Sir Bill Morris called for “no rush and no quick fix” in the form
of an early referendum. He pointed out that the new harmonised index of consumer
prices – replacing the retail price index – “won’t just cut inflation but
your members’ pay and conditions”.
And Jane Carolan, speaking for Unison, said that eurozone economies
were no longer run by democratic governments but by the ECB, which based its
entire policy on a single inflation target and one-size interest rate, imposing
severe fiscal restrictions and causing stagnation and rising unemployment.
*************
Editorial
Clutching at Straws
AMERICAN IMPERIALIST warlord George W Bush has sent his foreign minister,
Colin Powell, back to the United Nations to try to get European military support
for the American occupation of Iraq.

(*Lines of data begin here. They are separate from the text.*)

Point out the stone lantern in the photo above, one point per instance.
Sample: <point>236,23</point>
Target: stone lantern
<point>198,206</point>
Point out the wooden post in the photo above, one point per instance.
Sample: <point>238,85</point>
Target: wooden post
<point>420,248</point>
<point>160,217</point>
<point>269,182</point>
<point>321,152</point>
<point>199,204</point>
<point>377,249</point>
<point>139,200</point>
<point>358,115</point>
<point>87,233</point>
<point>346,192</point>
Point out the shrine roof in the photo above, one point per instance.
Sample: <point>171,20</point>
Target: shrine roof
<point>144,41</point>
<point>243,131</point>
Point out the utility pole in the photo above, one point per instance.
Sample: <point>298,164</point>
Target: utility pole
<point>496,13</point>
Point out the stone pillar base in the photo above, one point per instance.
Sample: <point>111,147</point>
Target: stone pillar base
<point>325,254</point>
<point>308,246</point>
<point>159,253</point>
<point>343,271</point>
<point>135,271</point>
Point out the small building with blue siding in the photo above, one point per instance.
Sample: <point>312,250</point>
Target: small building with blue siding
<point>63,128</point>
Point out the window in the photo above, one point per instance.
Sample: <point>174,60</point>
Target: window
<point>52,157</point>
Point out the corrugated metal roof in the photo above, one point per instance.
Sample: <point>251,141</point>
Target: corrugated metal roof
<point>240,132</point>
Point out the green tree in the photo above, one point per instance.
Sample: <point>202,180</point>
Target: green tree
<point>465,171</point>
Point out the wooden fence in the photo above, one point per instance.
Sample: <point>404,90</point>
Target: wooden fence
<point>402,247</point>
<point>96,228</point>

Needless to say he’s had a dog-like response
from Foreign Secretary Jack Straw who almost immediately ordered the despatch
of more reinforcements for the British expeditionary force in southern Iraq.
The fact that the Americans are turning to the UN to bale them out is a
mark of the growing Iraqi resistance to the Anglo-American occupation. The
rising temper of the Iraqi people is reflected in the guerrilla war against
the imperialist forces and the Pentagon’s rising casualty figures.
France, Russia and Germany have shown little enthusiasm for the Powell proposals
which would legitimise the Anglo-American invasion and enable the occupation
army to fly the UN flag while leaving the country under the control of the
US governor and his quisling puppet council. They’re playing for higher stakes.
The European powers covet Iraqi oil as much as the Americans and they won’t
be appeased with a few crumbs from Bush’s table. They are calling for a speedy
transfer of power to an elected Iraqi authority which will then negotiate
its future economic and international relations as an independent state. They
calculate that an independent Iraq, free to export its vast oil wealth, would
have no reason to favour the country that has been the source of all its
misery for over a decade. They expect that a free Iraq would show its gratitude
in the future by co-operating with European imperialism in the redevelopment
of its oil industry.
That may well be the case. But the fundamental issue is not the future of
Iraq’s oil. It’s decolonisation. It’s the question of the Iraqi peoples’
legitimate right to independence.
The Anglo-American invasion was illegal under international law and the
occupation has no legitimacy whatsoever. The Iraqi people, under the UN Charter,
have the right to independence and the right to choose their own government.
Now is the time
Tony Blair’s personal standing has crashed in the opinion polls. It’s
not surprising given the revelations at the Hutton inquiry and the still
unanswered questions over the “dodgy dossier”. When Labour was returned to
office it talked about an “ethical” foreign policy. Now Britain stands virtually
isolated in the world following its disastrous partnership with American
imperialism’s aggression in Iraq.
It’s all very well for Gordon Brown to tell us about the great achievements
of the British economy. But that doesn’t compensate for the rapid decline
of the health service, the dismal transport system or the miserable state
pensions that working people continue to put up with after seven years of
Labour government.
Working people don’t want the Tories back. The latest surveys make that
equally clear. But they are sick of the Blair & Co’s pro-business agenda
and its culture of privatisation which has all but destroyed the “welfare
state”.
This isn’t what the people wanted when they voted in their millions for
Labour at the elections. This isn’t what the Labour Party rank-and-file wanted
when they worked to see the Tories defeated.
Tony Blair doesn’t lead the Labour Party by divine right. He was elected
by the party and the party can force him out.
The clamour for Tony Blair’s resignation has been heard at the TUC. It must
now be heard at Labour Party Conference.